Titration of acetic acid: Fill the buret with 0.1 M NaOH. Put 0.1 grams acetic acid in the beaker with 50 mL water. Put phenolphthalein indicator in the beaker. Click on the stopcock and pull down to dispense the NaOH solution. Continue to the phenolphthalein end point.
How many moles of acetic acid are there based on the titration? What is the formula weight of acetic acid? How does this compare to the literature value?
Repeat the acetic acid titration, but do not add indicator. Instead, add 1 mL of NaOH at a time and record the pH and volume dispensed. Titrate to pH > 10 and graph pH versus volume dispensed. Determine the pKa of acetic acid from this graph.
Try the above exercises using citric acid. How does citric acid differ from acetic acid?
Titration of phosphoric acid: Make a graph of pH versus volume by titrating phosphoric acid. How many protons are there per molecule of acid? What are the observed pKa's?
Find the calorimeter constant based on the manual directions. The calorimeter constant is randomly set and will differ for each run.

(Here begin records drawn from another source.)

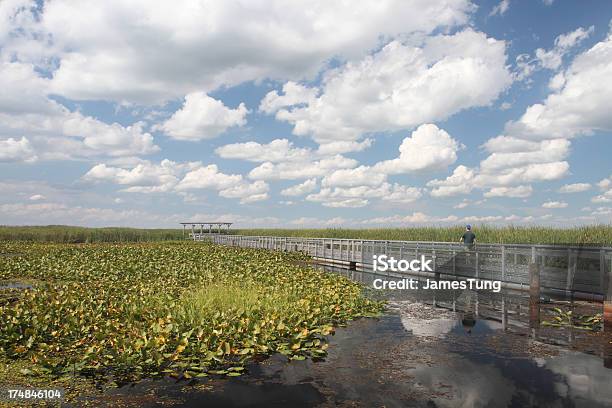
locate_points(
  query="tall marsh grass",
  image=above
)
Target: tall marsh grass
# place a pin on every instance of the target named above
(68, 234)
(590, 235)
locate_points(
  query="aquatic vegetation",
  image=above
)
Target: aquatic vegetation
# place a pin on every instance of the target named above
(187, 309)
(566, 318)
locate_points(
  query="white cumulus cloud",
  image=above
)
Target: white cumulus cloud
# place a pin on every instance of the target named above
(202, 117)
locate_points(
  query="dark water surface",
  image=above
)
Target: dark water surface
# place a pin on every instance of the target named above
(487, 352)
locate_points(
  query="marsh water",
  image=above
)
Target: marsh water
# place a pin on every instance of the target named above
(430, 349)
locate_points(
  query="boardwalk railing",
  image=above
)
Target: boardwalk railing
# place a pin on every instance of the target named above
(562, 268)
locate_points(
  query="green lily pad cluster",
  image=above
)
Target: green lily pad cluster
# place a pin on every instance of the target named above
(566, 318)
(125, 311)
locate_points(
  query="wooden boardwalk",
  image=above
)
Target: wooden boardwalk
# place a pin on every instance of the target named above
(571, 270)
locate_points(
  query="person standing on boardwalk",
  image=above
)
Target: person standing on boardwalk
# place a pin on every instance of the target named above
(468, 237)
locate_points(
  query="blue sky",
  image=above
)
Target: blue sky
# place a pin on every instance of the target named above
(305, 114)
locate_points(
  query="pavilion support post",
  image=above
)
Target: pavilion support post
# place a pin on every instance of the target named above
(607, 306)
(534, 294)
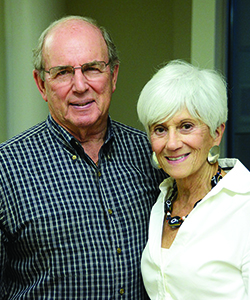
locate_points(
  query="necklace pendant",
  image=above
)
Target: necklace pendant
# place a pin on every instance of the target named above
(175, 222)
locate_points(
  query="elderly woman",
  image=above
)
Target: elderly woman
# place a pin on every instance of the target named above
(199, 234)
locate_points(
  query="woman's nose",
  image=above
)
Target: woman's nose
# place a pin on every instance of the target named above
(173, 141)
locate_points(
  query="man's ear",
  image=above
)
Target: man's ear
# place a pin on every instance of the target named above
(114, 77)
(219, 133)
(40, 84)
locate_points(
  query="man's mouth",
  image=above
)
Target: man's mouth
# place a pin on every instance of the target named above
(82, 104)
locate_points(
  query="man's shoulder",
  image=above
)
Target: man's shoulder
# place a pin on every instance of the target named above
(23, 137)
(128, 129)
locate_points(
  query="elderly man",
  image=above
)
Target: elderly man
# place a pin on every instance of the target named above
(75, 190)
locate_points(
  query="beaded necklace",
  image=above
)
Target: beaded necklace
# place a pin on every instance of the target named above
(175, 222)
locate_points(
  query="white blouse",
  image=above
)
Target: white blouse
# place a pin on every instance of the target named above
(210, 256)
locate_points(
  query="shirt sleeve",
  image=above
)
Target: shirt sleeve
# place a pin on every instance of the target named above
(246, 265)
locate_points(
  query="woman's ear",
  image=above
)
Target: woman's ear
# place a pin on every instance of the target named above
(219, 134)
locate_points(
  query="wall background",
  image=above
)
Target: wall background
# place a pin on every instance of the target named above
(146, 32)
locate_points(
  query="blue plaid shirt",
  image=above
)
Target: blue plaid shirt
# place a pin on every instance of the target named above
(70, 229)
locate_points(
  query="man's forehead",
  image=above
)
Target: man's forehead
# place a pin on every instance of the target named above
(74, 29)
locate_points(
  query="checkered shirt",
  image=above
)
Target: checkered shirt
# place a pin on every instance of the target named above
(70, 229)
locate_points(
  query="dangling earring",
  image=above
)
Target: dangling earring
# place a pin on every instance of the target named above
(154, 161)
(213, 154)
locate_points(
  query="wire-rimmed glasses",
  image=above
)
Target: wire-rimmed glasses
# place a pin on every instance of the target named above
(91, 71)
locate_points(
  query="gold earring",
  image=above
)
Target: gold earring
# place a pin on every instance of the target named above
(154, 161)
(213, 155)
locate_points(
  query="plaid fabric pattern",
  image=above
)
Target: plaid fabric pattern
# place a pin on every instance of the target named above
(70, 229)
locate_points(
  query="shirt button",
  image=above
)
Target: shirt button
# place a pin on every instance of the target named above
(122, 291)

Heat of solution: Add 12.04 grams of ammonium sulfate in 200 mL water. Note the initial temperature. Click on the calorimeter to start the experiment. Record the temperature at each time displayed on the status bar. What is the maximum temperature change? What is the heat of solution?
Repeat the experiment with 13.21 grams of magnesium sulfate. What is different this time? What is the maximum temperature change and heat of solution?
Freezing point depression
Dissolve 0.2 moles of each compound in 100 mL water. Click on the beaker to start cooling. How does each compound change the temperature? What does this tell about the nature of each chemical?
Place an amount of table sugar in water and freeze it. What is the formula weight of table sugar?
What wavelengths of light correspond to red, yellow, orange, green, blue , and violet?
Make a 0.2 M sample of copper sulfate. Run a wavelength scan and plot absorbance versus wavelength. How does this relate to the color of the sample?
Determine the extinction coefficient of each salt. Use this information to determine the concentration of an arbitrary solution.